You Have Died of Dysentery:

The Making of the Oregon Trail


At the top of my list of people to acknowledge are my three MECC colleagues – Shirley Keran, John Krenz, and Charolyn Kapplinger – who together with me formed the core team for the creation of the 1985 Apple II version of The Oregon Trail. All four of us were on the project team from the beginning to the end – nearly a year – and we all poured a lot of effort into the product. The collaborative contributions of Shirley, John, and Charolyn all had a huge impact on what became the most famous educational software product of the 1980s – and by some measures the most famous educational software product of all time. I am honored to have worked with these creative colleagues throughout the project.

At various stages in the project, the team also included four other key members whose contributions were essential to the product – Bill Way, Roger Shimada, Bob Granvin, and Steve Splinter. I greatly appreciate the ideas and the hard work contributed by each of these colleagues. I am especially grateful for Bill’s invention of the most famous Oregon Trail meme – the animation of an ox pulling a covered wagon – which become the central component of the main screen of the game.

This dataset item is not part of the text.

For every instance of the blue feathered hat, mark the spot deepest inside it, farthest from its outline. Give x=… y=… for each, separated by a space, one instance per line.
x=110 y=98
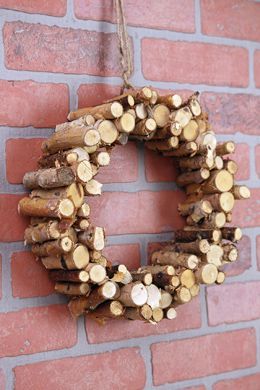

I would also like to acknowledge the two members of MECC’s management team – Kent Kehrberg and Craig Copley – who entrusted MECC’s most important asset to me. They gave me the freedom to reinvent and rebuild the product from the ground up, trusting that I would do it right. They did not flinch when I threw out half of the features of the original OREGON and created a new product in which 90% of the features were completely new. I am happy to have rewarded their trust with a product that met or exceeded all expectations (except that I ran over budget!).

And of course, I want to acknowledge and thank Don Rawitsch who, with his colleagues Paul Dillenberger and Bill Heinemann, invented the original text-only timeshare version of OREGON back in 1971. Furthermore, Don’s work in 1975, when he refined the game and made it available on MECC’s timeshare system, was perhaps the most important milestone in the entire history of the game.

As for the creation of this book, my principal acknowledgement goes to my daughter Nicole Bouchard. Without her encouragement and assistance, this book would never have been completed. When I completed Draft 1, I was so disappointed in it that I put it aside for a year. Nicole encouraged me to try again, and helped me brainstorm a different way of approaching the content. So I completely rewrote the book, resulting in Draft 2. This draft was much better, but still not good enough. After studying this second version of the book, Nicole proposed another shift in focus, and even prepared a complete new outline to provide me with some inspiration. Using her outline as my starting point, I completely rewrote the book one more time – and then I finally felt that the book was good enough for editing and publication.

I would very much like to thank all of the other people who have encouraged me or read drafts of the book. In particular, I would like to thank Marsha Rooks, the very first person to read Draft 3, whose encouragement and helpful suggestions have been highly appreciated.

And finally, I would like to heartily thank all my colleagues during the past 30+ years who were genuinely excited to work with me. Several of these people expressed pride to be working with the person who had led the design of the best-known version of The Oregon Trail. Dear friends – your enthusiasm has always meant a lot to me!